Luego se fue de bruces sobre los pergaminos, y murió con los ojos abiertos. En ese mismo instante, en la cama de Fernanda, su hermano gemelo llego al final del prolongado y terrible martirio de los cangrejos de hierro que le carcomieron la garganta. Una semana antes había vuelto a la casa, sin voz, sin aliento y casi en los puros huesos, con sus baúles trashumantes y su acordeón de perdulario, para cumplir la promesa de morir junto a su esposa. Petra Cotes lo ayudo a recoger sus ropas y lo despidió sin derramar una lagrima, pero olvidó darle los zapatos de charol que el quería llevar en el ataúd. De modo que cuando supo que había muerto, se vistió de negro, envolvió los botines en un periódico, y le pidió permiso a Fernanda para ver el cadáver. Fernanda no la dejo pasar de la puerta.
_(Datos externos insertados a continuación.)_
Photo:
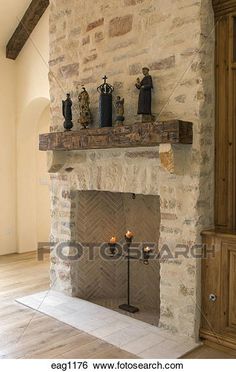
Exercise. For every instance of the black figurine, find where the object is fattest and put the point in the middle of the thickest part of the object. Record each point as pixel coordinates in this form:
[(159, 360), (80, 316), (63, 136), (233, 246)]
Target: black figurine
[(145, 96), (105, 103), (120, 110), (67, 112)]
-Póngase en mi lugar –suplico Petra Cotes-. Imagínese cuanto lo habré querido para soportar esta humillación.
-No hay humillación que no la merezca una concubina –replico Fernanda-. Así que espere a que se muera otro de los tantos para ponerle esos botines.
En cumplimiento de su promesa, Santa Sofía de la Piedad degolló con un cuchillo de cocina el cadáver de José Arcadio Segundo para asegurarse de que no lo enterraban vivo. Los cuerpos fueron puestos en ataúdes iguales, y allí se vio que volvían a ser idénticos en la muerte, como lo fueron hasta la adolescencia. Los viejos compañeros de parranda de José Arcadio Segundo pusieron sobre la caja una corona que tenía una cinta morada con el letrero: Apártense vacas que la vida es corta. Fernanda se indignó tanto con la irreverencia que mando tirar la corona en la basura. En el tumulto de última hora, los borrachitos tristes que los sacaron de la casa confundieron los ataúdes y los enterraron en tumbas equivocadas.